A blow to Sabre after a victory in the U.S. on the same deal earlier this week: the travel tech giant's plan to acquire Farelogix has been ruled out by U.K.'s Competition & Markets Authority.
A statement from the regulator says the purchase could lead to “less innovation in their services, leading to fewer features that may be released more slowly.”
The CMA believes airlines, travel agents and U.K. travelers would be adversely affected as a result.
Sabre initially announced its plan to acquire Farelogix for $360 million in November 2018.
On Tuesday, Sabre won the U.S. element of the antitrust case brought by the Department of Justice last August.
The U.K. authority launched its own investigation in June 2019 and, in February this year, it said it had “provisionally found competition concerns.”

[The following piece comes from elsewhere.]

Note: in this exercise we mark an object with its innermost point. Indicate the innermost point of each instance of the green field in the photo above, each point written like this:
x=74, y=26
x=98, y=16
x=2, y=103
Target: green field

Sabre and Farelogix supply technology to help airlines sell flights and add-ons.
The CMA has said that were the acquisition to go ahead, Sabre would be unlikely to develop technology that Farelogix offers itself and that on top of the lack of innovation there would be “insufficient competition” between players in the market.
Martin Coleman, chair of the CMA inquiry group, says: “The products and services that Sabre and Farelogix provide ultimately affect many passengers flying in and out of the UK. The two companies are helping drive technological change in this industry and we are concerned that the merger will see airlines and their UK passengers miss out on the benefits from continued innovation.
"We recognise that our decision in this inquiry comes at a time of uncertainty and disruption in the global travel industry due to the COVID-19 pandemic. It remains important that we protect competition among businesses that provide services to airlines and the benefits such competition can bring for airlines and passengers.”
He adds that the “evidence of harm is clear” were the acquisition to go ahead.
While the DoJ in the U.S. may appeal the decision by the Distribution Court in Delaware to clear the deal, the CMA has said its grounds for assessment are different to those in the U.S.
Sabre has long maintained that the deal has benefits for airlines as well as the wider travel management community in terms of the ability to access ancillary elements and personalize for corporate clients.
In a statement regarding the CMA's decision, it said: "We are disappointed by the CMA's findings, particularly in light of the U.S. federal court's ruling, which found that Sabre’s acquisition of Farelogix is not anti-competitive and should not be prohibited. We are reviewing the CMA's findings and will carefully consider our options."